SylvainL 03-16-2015 03:51 AM

Hi all,

I am using (for the first time) featureCounts to get gene level counts in a RNAseq experiment... It is mouse RNAseq and polyA RNA were extracted...

A quick look at the results shows up to 15% of reads which are unassigned because of no overlap with any feature.

Do you normally have the same stats?


dpryan 03-16-2015 04:20 AM

I just checked one dataset (mouse liver), where ~5% had no feature, ~3% were ambiguously mapped (a non-stranded protocol), and ~19% were not uniquely mapped. ~75% were counted if we exclude unmapped reads. This is similar in a mouse hippocampus dataset that I just checked. Obviously if you include unmapped reads then these percentages would go down a bit.

So, that unassigned percentage seems a bit high, but perhaps there's a good biological reason for that (e.g., in tumors or sperm).

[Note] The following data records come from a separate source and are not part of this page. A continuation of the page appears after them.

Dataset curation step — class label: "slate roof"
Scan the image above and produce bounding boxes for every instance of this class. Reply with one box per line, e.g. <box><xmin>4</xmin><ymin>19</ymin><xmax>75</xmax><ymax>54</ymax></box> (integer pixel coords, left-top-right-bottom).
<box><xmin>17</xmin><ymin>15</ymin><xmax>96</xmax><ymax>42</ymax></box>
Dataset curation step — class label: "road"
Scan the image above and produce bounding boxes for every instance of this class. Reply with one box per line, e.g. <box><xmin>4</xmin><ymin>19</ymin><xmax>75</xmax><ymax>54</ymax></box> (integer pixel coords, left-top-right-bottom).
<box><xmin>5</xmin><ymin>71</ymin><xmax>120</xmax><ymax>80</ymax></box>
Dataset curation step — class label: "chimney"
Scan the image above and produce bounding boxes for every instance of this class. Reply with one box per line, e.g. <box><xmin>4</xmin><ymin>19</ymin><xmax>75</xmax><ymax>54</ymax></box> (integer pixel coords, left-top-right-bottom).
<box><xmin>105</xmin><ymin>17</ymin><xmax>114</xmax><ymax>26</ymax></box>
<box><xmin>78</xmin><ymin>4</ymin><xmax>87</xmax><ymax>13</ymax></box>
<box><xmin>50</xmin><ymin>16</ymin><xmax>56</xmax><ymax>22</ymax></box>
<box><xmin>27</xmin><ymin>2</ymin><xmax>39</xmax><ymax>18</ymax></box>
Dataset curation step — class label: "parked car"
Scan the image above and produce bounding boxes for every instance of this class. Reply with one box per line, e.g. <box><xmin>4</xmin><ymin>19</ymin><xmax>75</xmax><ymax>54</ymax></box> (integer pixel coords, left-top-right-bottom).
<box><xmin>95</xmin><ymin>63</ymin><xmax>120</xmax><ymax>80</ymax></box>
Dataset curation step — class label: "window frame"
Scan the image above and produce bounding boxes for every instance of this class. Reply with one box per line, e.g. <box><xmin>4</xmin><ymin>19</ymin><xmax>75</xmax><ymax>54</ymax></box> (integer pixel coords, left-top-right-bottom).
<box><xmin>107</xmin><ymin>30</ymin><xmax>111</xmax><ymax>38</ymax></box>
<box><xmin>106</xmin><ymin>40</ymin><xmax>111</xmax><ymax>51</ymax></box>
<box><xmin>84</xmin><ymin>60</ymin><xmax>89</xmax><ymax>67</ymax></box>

GenoMax 03-16-2015 04:31 AM

Post #29. Response from Wei Shi (author of featureCounts):

SylvainL 03-16-2015 04:32 AM

Hi dpryan,

I already removed the non uniquely mapped so yes, it's a bit lower if we consider all the mapped reads... and yes, it's sperm... :)

So I should not worry :9

Thanks a lot

dpryan 03-16-2015 04:35 AM

Yeah, sperm will inherently be different, since you have depletion of mRNAs. My sperm datasets aren't polyA enriched, they're ribo-depleted, so I don't have any numbers for comparison.